Be sure to spend a lot of thought on how to make sure your friend understands everything going forward.  Otherwise you will be the bad guy when it all goes south one day because they did something really silly.  Make them participate in all the changes, maybe even do the changes under your direction.


----------



## Nicky3540 (Dec 30, 2019)

Believe me, I REALLY tried to get out of it. I wasn't kidding when I said I'm a reluctant Lr consultant.

I referred my acquaintance to the website that lists all the people with the  Lightroom ACE certification, and he contacted some of them, but couldn't find anyone who fit the bill. Frankly, I get asked fairly often to do this kind of thing, and I do it from time to time, but he's asking for more extensive changes than most people I've agreed to work with—AND he's on Windows. 

Even if I get all this right, another possible unfortunate outcome, which you point out, is that I may find I have an ONGOING support role. Not keen on that, either. I may have to (try to) make it clear that this is a one-time engagement. We'll see how that goes over.


----------



## Linwood Ferguson (Dec 30, 2019)

Nicky3540 said:


> I may have to (try to) make it clear that this is a one-time engagement. We'll see how that goes over.



Well, we've already determined how effectively you can say "no". 

I'll stick with my advice -- make your friend sit through every step, even consider having them do the steps.  Be more supervisor than worker.  Not just because it will be more painful, but because they may absorb more of what is happening.

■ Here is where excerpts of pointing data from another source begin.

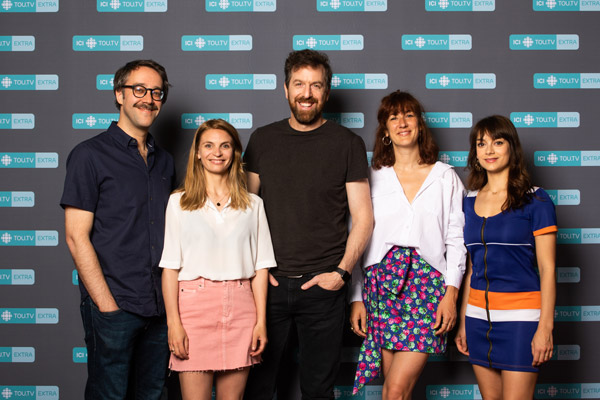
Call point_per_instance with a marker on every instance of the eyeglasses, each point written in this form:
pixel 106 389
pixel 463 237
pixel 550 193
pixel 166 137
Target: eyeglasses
pixel 140 91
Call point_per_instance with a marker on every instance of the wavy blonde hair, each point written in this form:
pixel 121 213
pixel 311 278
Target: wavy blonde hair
pixel 194 185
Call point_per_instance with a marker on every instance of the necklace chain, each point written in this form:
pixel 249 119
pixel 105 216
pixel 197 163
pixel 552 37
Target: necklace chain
pixel 218 202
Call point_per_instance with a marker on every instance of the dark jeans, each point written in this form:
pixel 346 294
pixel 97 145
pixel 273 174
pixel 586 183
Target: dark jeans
pixel 318 316
pixel 127 354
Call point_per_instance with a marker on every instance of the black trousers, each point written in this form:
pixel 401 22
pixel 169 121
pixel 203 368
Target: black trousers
pixel 318 316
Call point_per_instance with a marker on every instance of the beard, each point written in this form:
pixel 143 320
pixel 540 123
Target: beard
pixel 306 117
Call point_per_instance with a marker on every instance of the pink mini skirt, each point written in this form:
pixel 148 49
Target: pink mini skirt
pixel 218 318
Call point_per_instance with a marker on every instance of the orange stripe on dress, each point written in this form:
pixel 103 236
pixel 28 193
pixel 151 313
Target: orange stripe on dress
pixel 506 300
pixel 543 231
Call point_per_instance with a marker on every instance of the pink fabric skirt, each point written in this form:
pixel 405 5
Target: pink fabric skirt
pixel 219 318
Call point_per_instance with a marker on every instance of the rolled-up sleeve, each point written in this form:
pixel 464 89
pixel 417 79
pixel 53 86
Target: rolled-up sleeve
pixel 171 256
pixel 265 256
pixel 456 251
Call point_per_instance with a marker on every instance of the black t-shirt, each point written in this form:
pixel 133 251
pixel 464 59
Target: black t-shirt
pixel 302 183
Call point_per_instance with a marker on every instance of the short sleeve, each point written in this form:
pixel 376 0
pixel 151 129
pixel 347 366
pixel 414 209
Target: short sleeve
pixel 265 256
pixel 81 188
pixel 543 214
pixel 358 167
pixel 171 256
pixel 251 153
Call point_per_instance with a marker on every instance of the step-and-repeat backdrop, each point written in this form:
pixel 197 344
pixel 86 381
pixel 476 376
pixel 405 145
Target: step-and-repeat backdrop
pixel 535 61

Of course they may give up photography for fishing.  But Fishing can be fun too (Don't give any evidence you are good at fishing during this.)


----------



## Nicky3540 (Dec 30, 2019)

If he does take up fishing, and asks me to show him how to clean fish, I'll definitely draw the line there.


----------



## PhilBurton (Dec 30, 2019)

Nicky3540 said:


> Believe me, I REALLY tried to get out of it. I wasn't kidding when I said I'm a reluctant Lr consultant.
> 
> I referred my acquaintance to the website that lists all the people with the  Lightroom ACE certification, and he contacted some of them, but couldn't find anyone who fit the bill. Frankly, I get asked fairly often to do this kind of thing, and I do it from time to time, but he's asking for more extensive changes than most people I've agreed to work with—AND he's on Windows.
> 
> Even if I get all this right, another possible unfortunate outcome, which you point out, is that I may find I have an ONGOING support role. Not keen on that, either. I may have to (try to) make it clear that this is a one-time engagement. We'll see how that goes over.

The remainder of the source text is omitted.